Sektörün özellikle AR-GE ve teknoloji alanında önemli yatırımlar yaptığını ifade eden Dinçer, "Türkiye’nin en fazla patente sahip sektörüyüz. 2022 yılının zorlu geçeceği yönündeki öngörülere rağmen umudumuzu koruyoruz. TÜRKBESD’e üye firmalar olarak geçen yıla göre yatırımlarımızı yüzde 30’un üzerinde bir oranda artırmayı planlıyoruz. 480 milyon dolara yaklaşan yatırım planlarımız ilave üretim tesisi, kapasite artışı, makine parkı yenilenmesi, dijital dönüşüme yönelik teknolojik inovasyon, enerji verimliliği, yeşil dönüşüme yönelik ürün tasarımı ve süreçlerini kapsıyor. İhracat ivmemiz son 5 yılda daha da artmış durumda. Yıllık ihracat hacmimiz 4,5 milyar doları aştı. İhracatın öneminin giderek arttığı bir dönemde sektörümüzün maliyet yükünü azaltacak adımlar ise büyük önem taşıyor. 2022’de de ihracatımızı artırmaya devam edip, iç pazarda müşterilerimizin değişen taleplerine karşılık vererek başarılı bir yıl geçirmeyi hedefliyoruz."değerlendirmesinde bulundu.
"Kişisel verilerin korunmasına ilişkin mevzuat özel sektörle birlikte şekillendirilmeli"
TÜRKBESD Yönetim Kurulu Başkan Yardımcısı Semir Kuseyri ise Türkiye’nin beyaz eşyada yüksek teknolojili üretim merkezi haline getirilmesi hedefine dikkati çekerek bu konuda yatırım ihtiyaçlarının belirlenmesi, inovasyon ekosisteminin geliştirilmesi, iş gücü dönüşümü ve hukuki alt yapının sağlanması gerektiğini vurguladı.
Kuseyri, hukuki altyapı ile ilgili olarak, "Ülkemizde kişisel verilerin korunmasına ilişkin mevzuatın, Avrupa Birliği’nin Genel Veri Koruma Tüzüğü (GDPR) ile uyumunun sağlanması ve bu konunun önümüzdeki günlerde bir ihracat engeli oluşturmaması için ilgili kamu kurumlarımız tarafından yürütülmekte olan çalışmalar için müteşekkiriz. Mevzuat uyumunun sağlanması ile birlikte AB nezdinde GDPR yeterli ülkeler arasında yer almak için diplomatik istişarenin yürütülmesini ve sürecin özel sektörün görüşleriyle birlikte şekillendirilmesini önemli görüyoruz." ifadelerini kullandı.
"Yassı çelikte gümrük vergisi politikası gözden geçirilmeli"

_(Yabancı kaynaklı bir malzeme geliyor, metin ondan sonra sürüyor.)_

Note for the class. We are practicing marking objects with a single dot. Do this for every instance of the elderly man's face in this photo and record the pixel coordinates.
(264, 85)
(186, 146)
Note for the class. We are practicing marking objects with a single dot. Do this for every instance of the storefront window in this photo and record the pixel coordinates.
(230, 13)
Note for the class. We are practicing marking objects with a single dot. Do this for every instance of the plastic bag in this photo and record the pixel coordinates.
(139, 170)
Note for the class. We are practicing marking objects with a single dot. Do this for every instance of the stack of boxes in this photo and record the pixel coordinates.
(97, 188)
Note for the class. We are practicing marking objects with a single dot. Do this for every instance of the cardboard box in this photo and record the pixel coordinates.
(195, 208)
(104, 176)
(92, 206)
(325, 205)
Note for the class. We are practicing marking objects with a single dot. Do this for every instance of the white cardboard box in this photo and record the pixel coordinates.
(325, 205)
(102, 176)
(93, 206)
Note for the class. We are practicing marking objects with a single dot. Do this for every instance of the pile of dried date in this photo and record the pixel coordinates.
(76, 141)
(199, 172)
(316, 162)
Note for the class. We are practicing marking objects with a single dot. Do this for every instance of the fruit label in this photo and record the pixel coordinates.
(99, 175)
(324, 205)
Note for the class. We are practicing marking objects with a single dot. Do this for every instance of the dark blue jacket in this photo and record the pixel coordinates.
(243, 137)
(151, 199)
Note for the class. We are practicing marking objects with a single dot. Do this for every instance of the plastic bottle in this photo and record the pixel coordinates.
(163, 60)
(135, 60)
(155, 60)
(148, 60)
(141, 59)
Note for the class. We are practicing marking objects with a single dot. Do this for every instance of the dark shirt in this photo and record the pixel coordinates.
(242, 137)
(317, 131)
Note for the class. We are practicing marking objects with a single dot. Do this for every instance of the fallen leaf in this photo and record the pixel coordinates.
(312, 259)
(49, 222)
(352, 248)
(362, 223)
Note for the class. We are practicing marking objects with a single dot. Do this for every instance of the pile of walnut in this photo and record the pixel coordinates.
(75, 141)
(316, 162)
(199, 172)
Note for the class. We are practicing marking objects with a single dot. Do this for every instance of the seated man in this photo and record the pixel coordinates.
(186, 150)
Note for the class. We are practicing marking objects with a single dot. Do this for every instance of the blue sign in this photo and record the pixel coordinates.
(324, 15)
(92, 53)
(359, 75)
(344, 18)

Toplantıda beyaz eşyanın ana girdisi olan yassı çelik temini ve vergilendirmesi konusuna da değinildi. TÜRKBESD Yönetim Kurulu Üyesi Mehmet Yavuz, 2022 başı itibarıyla yapılan düzenleme ile paslanmaz sac ürünlerinin gümrük vergileri yüzde 12’den 8’e düşürülmüş olsa da bu durumun nihai kullanıcı sektörlerin sorunlarını karşılamakta yetersiz kaldığını söyledi.
Yavuz, şunları söyledi:
“Ülkemizde henüz yapılamayan ve geçtiğimiz yıllarda gümrük vergisi uygulanmama kararı alınmış ALUSI kalite saclarda Gümrük Vergisi’nin yüzde 15’e çıkarılması rekabetçiliğimizi son derece olumsuz etkileyecektir. Ülkemizde özellikle istenen kalitede uygun sıcak sacın yeterli kapasiteye sahip olmaması sebebiyle hem fiyatlar hem de teslimat süreleri son derece olumsuz etkilenmiştir. Arz-talep uyumsuzluğu ve yerli üretimin ihracata yönelmesi nedeniyle neredeyse her çeyrek yüksek fiyat artışları ile karşılaştık. Sektörün temel girdilerinden olan yassı çelik ürünlerinde gümrük vergisi politikasının yeniden gözden geçirilmesi ve en azından arz/talep dengesi sağlıklı bir seviyeye gelen kadar kaldırılması önem arz etmektedir."
"Elektrik fiyatlarındaki artışla enerji verimli ürünlerin önemi daha da arttı"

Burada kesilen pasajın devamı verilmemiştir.